To avoid this, we can reversibly acetylate (protect) the amino group to make it moderately activating.

Example #1: Synthesize the target molecule

Transcript

Alright guys, so this is a very typical multi-step synthesis problem that you would face in this chapter and there's a lot going on. The first thing that we notice is that first of all none of substituents on the first molecule are in the second so we either have to figure out how to remove them or how to transform them. In the case of the nitro, do we know any ways to transform a nitro group into an amino group? Hell yeah we do. So we'll come back to that in a second. Now we also are adding a chlorine. Do we now have the tools to add chlorine to a benzene ring? Yup that's EAS. So you're like why does this take four steps? Well if you're getting annulene, if you're working annulene you're going to have to protect it.

So let's start off at the beginning. What do you think the first reagent should be? Like for example can my first reagent be an EAS chlorination? Should I do that first? No guys, you can't because if you chlorinate right now you have a metadirector you are you going to wind up getting a chlorine here. Is that what we want? No we need to transform it to an O, P director first meaning that I have to reduce it first. Now you can use any of the reducing agents that I've mentioned in the past so all of them be correct, I'm going to use the stannous chloride, I told you guys that's my personal favourite so I've got my tin 2 chloride, I'm sorry it's S N C L 2 and water.
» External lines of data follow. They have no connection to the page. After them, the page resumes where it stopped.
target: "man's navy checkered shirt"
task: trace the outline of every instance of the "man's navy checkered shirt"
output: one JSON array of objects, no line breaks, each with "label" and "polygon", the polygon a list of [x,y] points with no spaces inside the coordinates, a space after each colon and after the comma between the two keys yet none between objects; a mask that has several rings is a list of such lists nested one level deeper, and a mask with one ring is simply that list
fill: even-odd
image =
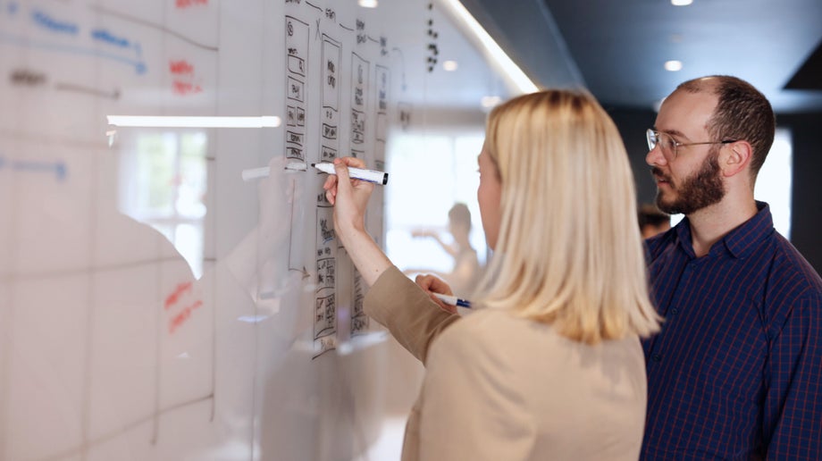
[{"label": "man's navy checkered shirt", "polygon": [[757,206],[702,257],[687,218],[646,241],[642,459],[822,459],[822,280]]}]

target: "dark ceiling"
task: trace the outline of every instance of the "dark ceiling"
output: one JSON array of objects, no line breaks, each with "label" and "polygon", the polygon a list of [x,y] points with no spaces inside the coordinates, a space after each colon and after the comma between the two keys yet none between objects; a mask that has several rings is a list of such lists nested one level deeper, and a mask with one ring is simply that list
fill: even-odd
[{"label": "dark ceiling", "polygon": [[[822,0],[466,0],[543,87],[652,107],[688,79],[744,79],[777,113],[822,112]],[[667,60],[683,68],[668,71]]]}]

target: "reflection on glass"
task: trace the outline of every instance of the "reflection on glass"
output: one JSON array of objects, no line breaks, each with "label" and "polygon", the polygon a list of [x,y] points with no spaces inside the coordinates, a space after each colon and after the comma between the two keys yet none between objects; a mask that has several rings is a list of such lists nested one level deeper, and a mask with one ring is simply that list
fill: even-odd
[{"label": "reflection on glass", "polygon": [[120,209],[162,232],[203,273],[208,137],[203,131],[141,130],[124,149]]}]

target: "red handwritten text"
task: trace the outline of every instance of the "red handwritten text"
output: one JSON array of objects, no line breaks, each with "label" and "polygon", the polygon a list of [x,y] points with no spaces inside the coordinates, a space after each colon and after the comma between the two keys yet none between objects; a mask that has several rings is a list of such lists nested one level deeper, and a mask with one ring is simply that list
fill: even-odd
[{"label": "red handwritten text", "polygon": [[178,328],[180,328],[180,326],[182,326],[183,323],[185,323],[189,320],[189,318],[191,317],[191,313],[194,312],[196,309],[198,309],[198,308],[199,308],[200,306],[203,306],[203,301],[197,299],[197,301],[195,301],[195,302],[194,302],[193,304],[191,304],[190,306],[186,306],[186,308],[183,309],[183,310],[181,310],[181,311],[180,312],[180,314],[178,314],[177,315],[174,315],[174,316],[169,321],[169,323],[168,323],[168,331],[169,331],[169,333],[172,333],[172,334],[173,334],[173,332],[174,332]]}]

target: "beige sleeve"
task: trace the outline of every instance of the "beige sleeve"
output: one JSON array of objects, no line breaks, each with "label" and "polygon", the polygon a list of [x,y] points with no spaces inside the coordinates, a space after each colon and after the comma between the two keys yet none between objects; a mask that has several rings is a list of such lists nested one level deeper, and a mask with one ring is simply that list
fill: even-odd
[{"label": "beige sleeve", "polygon": [[386,270],[365,295],[365,314],[385,325],[391,335],[423,364],[428,348],[442,331],[459,320],[396,267]]}]

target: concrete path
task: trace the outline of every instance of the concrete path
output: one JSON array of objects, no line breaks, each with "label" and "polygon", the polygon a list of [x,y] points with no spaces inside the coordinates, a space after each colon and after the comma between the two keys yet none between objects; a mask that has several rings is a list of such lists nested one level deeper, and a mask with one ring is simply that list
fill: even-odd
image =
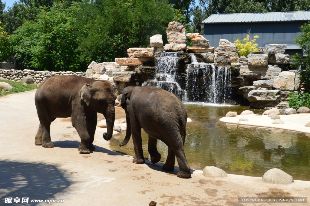
[{"label": "concrete path", "polygon": [[[310,114],[296,114],[288,115],[280,115],[281,119],[284,124],[276,125],[271,124],[274,120],[272,120],[268,115],[258,116],[258,115],[239,115],[232,117],[224,117],[220,121],[238,125],[250,125],[257,127],[269,127],[282,129],[305,133],[310,133],[310,127],[304,126],[310,122]],[[239,121],[239,119],[245,117],[249,120],[247,121]]]},{"label": "concrete path", "polygon": [[[109,142],[102,138],[104,128],[96,131],[96,151],[81,154],[77,149],[80,138],[69,118],[52,123],[55,148],[36,146],[39,121],[35,93],[0,99],[0,205],[147,206],[151,201],[165,206],[283,205],[239,203],[238,197],[309,196],[308,181],[274,185],[241,175],[208,178],[193,170],[191,178],[182,179],[175,175],[176,167],[174,172],[167,173],[161,164],[134,164],[132,157],[109,150]],[[16,197],[64,203],[4,203],[6,198]]]}]

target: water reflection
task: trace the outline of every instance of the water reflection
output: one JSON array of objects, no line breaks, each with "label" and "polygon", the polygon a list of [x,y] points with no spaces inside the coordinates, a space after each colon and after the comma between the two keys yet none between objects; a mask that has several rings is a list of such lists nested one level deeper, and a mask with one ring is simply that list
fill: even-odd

What that's going to give me is my annulene so I'm just going to draw it on the side. So now I've got my annulene in place, can I just do a chlorination? No I can't. Before this topic you would have and you would have thought you're doing great but now because of this topic we know that you need to acetylate or protect the amino group before we can keep reacting with it. So what we're going to do is we're going to add C, I'm sorry, yes that's true, C H 3 C O C L over pyridine and what that's going to give us is now a molecule that looks like this where my nitrogen has an acetyl group on it.

So now that we've got that, now I can do my reaction now I can actually do my EAS reaction and what's that going to be? My actual EAS reaction is C L 2 over F E C L 3 so let's go ahead and add that here, C L 2 F E C L 3, that's going to go ahead and give me a I'm just going to draw it over here, oops that's right where my head is, I'm going to move that. That's going to give me a benzene ring that now looks like this I've still got my acetylated or my protected nitrogen but now I've got a chlorine in the para position. Why did it add para? Guys because that acetyl group is sterically bulky, it's definitely going to favour the para mostly and now when I want to finally get to my end product all I have to do is use N A O H or any type of base to do my hydrolysis and regenerate the original annulene. Alright guys so this is a very typical type of multi-step synthesis that you could be responsible for on your exam or on your online homework or even just in your textbook homework and now that we understand this idea of protecting annulenes, it's something that you can't forget. Awesome guys, let's move on to the next topic.